Two tokens from the above training set (one dental and one retroflex) were further modified in Praat to equate burst, vowel, and token duration to total 250ms from onset to offset. The dental token was used as the frequently occurring Standard, and the retroflex token was used as the infrequently occurring Deviant.

Procedure

Participants were scheduled for the experiment on two consecutive days: from 7–9PM on day 1, and 8–10AM on day 2 (Figure 1). At the end of the first session, participants were instructed on the use of the sleep-monitoring headband [11,12], and were sent home with the device. Participants returned at 8AM the next day and were first reassessed behaviorally on their perception of the nonnative contrast. This was followed by a second EEG/ERP recording session, and then by administration of the remaining language and cognitive assessments.

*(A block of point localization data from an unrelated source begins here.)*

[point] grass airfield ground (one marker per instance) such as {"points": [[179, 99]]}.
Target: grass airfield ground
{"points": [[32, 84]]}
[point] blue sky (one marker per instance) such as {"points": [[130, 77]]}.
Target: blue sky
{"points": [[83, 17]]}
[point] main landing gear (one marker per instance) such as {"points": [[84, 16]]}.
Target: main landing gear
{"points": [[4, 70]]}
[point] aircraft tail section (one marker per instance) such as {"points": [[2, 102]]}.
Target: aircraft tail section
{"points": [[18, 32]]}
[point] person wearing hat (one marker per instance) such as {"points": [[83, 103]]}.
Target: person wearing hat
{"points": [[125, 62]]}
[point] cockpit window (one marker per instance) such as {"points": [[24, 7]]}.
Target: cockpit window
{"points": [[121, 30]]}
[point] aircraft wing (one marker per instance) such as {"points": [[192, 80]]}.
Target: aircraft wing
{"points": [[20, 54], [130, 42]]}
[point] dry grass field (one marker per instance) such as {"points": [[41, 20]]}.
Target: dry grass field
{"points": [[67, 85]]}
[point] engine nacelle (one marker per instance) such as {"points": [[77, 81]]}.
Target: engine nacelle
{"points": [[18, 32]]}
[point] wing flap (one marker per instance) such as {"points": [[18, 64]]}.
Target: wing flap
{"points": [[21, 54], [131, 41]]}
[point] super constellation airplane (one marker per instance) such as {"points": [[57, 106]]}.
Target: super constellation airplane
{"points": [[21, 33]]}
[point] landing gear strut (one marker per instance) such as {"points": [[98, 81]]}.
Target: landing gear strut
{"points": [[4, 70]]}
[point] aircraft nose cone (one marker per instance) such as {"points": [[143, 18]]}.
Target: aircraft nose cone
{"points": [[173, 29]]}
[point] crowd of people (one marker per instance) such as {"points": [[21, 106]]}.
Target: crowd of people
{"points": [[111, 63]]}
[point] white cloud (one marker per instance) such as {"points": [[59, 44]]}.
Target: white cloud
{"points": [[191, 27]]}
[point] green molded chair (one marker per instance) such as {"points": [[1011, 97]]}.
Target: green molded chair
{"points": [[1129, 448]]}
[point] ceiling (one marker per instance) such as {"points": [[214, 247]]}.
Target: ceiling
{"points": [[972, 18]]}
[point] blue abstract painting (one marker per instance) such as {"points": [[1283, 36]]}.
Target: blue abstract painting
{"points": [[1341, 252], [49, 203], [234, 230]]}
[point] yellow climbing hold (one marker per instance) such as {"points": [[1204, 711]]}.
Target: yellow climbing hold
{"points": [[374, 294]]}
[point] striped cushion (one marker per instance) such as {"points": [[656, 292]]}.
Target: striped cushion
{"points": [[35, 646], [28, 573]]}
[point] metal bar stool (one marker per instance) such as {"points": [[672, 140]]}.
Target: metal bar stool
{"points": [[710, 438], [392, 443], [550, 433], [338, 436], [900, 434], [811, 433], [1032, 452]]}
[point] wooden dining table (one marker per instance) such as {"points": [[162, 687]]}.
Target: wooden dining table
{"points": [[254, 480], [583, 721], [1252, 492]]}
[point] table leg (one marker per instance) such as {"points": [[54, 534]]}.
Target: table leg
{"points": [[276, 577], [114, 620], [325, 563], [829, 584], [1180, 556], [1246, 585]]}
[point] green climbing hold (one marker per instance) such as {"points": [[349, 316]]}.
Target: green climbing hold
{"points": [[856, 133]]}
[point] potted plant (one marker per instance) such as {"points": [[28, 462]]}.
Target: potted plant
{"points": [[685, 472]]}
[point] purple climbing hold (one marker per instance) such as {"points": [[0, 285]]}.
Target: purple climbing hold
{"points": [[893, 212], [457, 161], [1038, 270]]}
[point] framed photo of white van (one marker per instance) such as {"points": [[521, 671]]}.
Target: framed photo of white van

Nonnative phonetic training/assessment

On day 1, participants completed a baseline assessment of discrimination, training using an identification task, identification post-training assessment, and a post-training discrimination assessment. On day 2, participants completed a post-training identification assessment, followed by a post-training discrimination assessment. E-Prime 2.0 software [21] was used for stimulus presentation and recording participant response. Participants were presented the auditory stimuli through SONY MDR-7506 Hi-Fi digital Sound Monitor headphones, at an average listening level of 70 dB SPL.

During training, participants were first exposed to a familiarization sequence of each auditory token presented with the corresponding picture. They were then instructed to choose which of two pictures of novel objects corresponded to each of the two ‘words.’ Participants completed 200 trials of this task with a 2-minute break halfway through, and were provided with written feedback (‘correct’ or ‘incorrect’) after every trial. During each post-training assessment, participants completed 50 trials of the same identification task without feedback. For the discrimination task, participants were presented two tokens in sequence (stimulus onset asynchrony [SOA] of 1 second), and instructed to indicate if the sound at the beginning of the two words belonged to the same or different speech sound category. During each assessment, participants completed 128 (64 ‘same’ and ‘different’) discrimination trials without feedback.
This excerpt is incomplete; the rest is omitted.